日本だけではないと思いますが、大半の国民の生活が苦しくなっている状況はどうして、打破されないのでしょうか。また、個々の人々が幸せを追求したくなるような社会になっていないのは何故でしょうか。

 もちろん、その原因はひとつではありませんが、冷静に世界を、そして日本を眺めていますと、浮かび上がって来ることがあります。

 それは、多くの国民、市民、人民を統率している政治家達が、結局、ほとんど私欲を優先するような人間達ばかりだからだと思います。権力とそれに伴う特権や富を目当てに、政治家を目指す人間がほとんどなのです。

 だから、政治家達の間で繰り広げられているのは、権力争い以外の何物でもありません。

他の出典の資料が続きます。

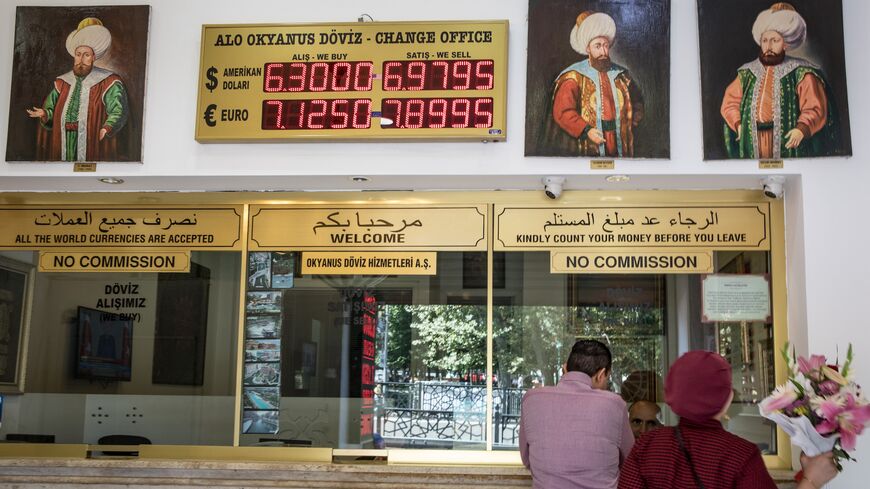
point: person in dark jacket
(698, 452)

 それを浮き彫りにする為に、私企業の活動に対比して考えてみたいと思います。日本を代表する世界的企業のトヨタのドキュメントをNHKが放送していました。その内容は、トヨタの過去最も売れているカローラの次期モデルの開発プロジェクトの話でした。ひとつの大きな挑戦としては、車体の基盤とも言えるプラットフォームをガソリン車、ハイブリッド車、プラグインハイブリッド車、電気自動車すべてについて、共通化するというものでした。これにより、幅広いニーズに対して高性能で安価な車を大量生産出来ることになるのです。大衆車と言うカテゴリーですから、マーケットでの多くの購買層のニーズに応えなければなりません。この目標達成に対し、開発部門のみならず、経営層、生産部門、営業部門、部品を担当する下請け企業に至るまで、ひとつになって、知恵を絞り、議論を尽くしている姿が印象的でした。世界でも優れた人材、技術を持つ企業であっても、目標を同じくし、皆必死に知恵やアイディアを絞り出していってやっと、今の世界のトヨタがあるのです。

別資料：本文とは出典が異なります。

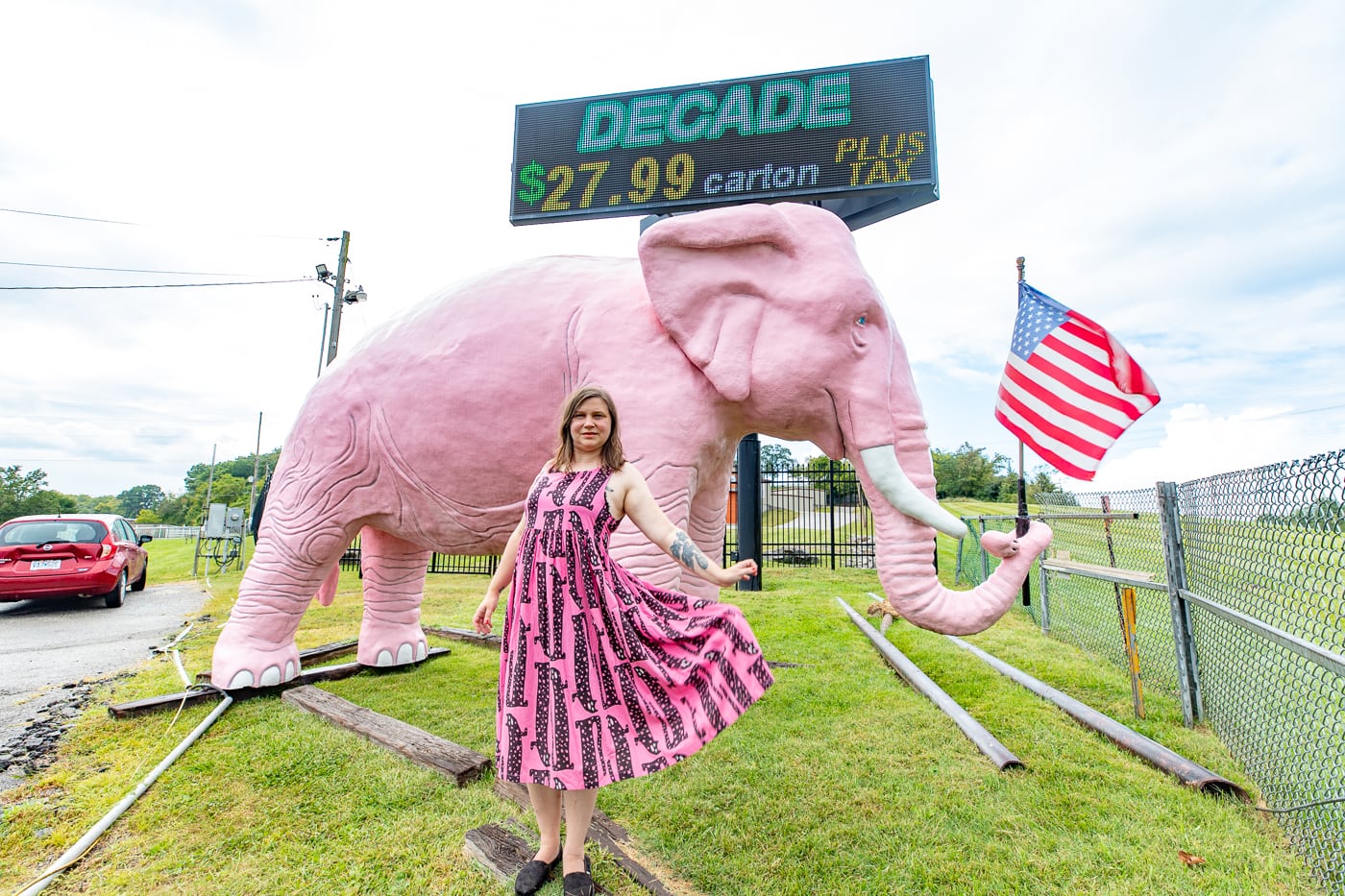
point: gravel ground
(56, 655)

 これに対して、国の舵取りを担う、政治の世界ではどうなっているでしょうか。現状では、衆議院での過半数議席を保有する自民党、その中の高市首相周辺と、高市政権を支える日本維新の会が、法案立案と法制化が極一部の人間達の思惑に沿う形に築かれて、それをごり押ししていく様子が顕著に現れています。国民会議とか、委員会とか、専門部会とかで立案していくと言うのは、ほとんど形式的に手続き上の最低限の体裁作りだけされてはいますが、とても、国会全体で議論して、叡智を結集して、少しでも国民の為になるような案を作ろうとしているとは思えません。つまり、真に国民の為に少しでも良い案を作り出そうとする努力がされているとは言い難いのです。多くの議員達がそれぞれ好き勝手なことを描いて、単にそれをぶつけ合うだけで、生産的で、効果的な案が作られて行くとは言い難いのです。本来は、政治家には、政党や派閥は違えども、国民を幸せにしたいと言う共通の目的があって然るべきで、その共通目的があれば、最善な策をみんなで作り上げられる筈なのに、そんなことより、権力争いの方が優先されるのです。

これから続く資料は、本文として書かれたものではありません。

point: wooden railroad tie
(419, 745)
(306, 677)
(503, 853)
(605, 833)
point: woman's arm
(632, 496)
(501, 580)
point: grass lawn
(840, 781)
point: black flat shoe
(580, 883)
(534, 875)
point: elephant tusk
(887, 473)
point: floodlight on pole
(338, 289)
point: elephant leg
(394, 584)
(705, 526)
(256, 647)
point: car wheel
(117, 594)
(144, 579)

 そう考えると、国会で議論して苦労するより、数にものを言わせて、自分達に有利な案を作り、法制化することが、彼らの思惑としては、一番合理的なのでしょう。多くの議員が、ましてや国民が納得するような素晴らしい案を作るのは非常に難しく、またそれを具現化するには、相当な知恵が必要でしょう。しかし、トヨタはそれを為しているのです。国会で出来ないのは、国民の為という議員全体の共通目標などは無く、己の欲望達成の場にしかなっていないからなのです。そのような人間達に、我々の生活と将来を託すことなど出来る訳はありません。嘘では無く、国民の為に滅私奉公したいと言う人材こそ、国民の代表者とすべきなのです。そして、そのような人間を政治の世界に誘導出来るような社会にすべきなのです。

 その為には、これまで何度も述べて来ましたように、選挙制度も議員の待遇、権限も大幅に変える必要があるのです。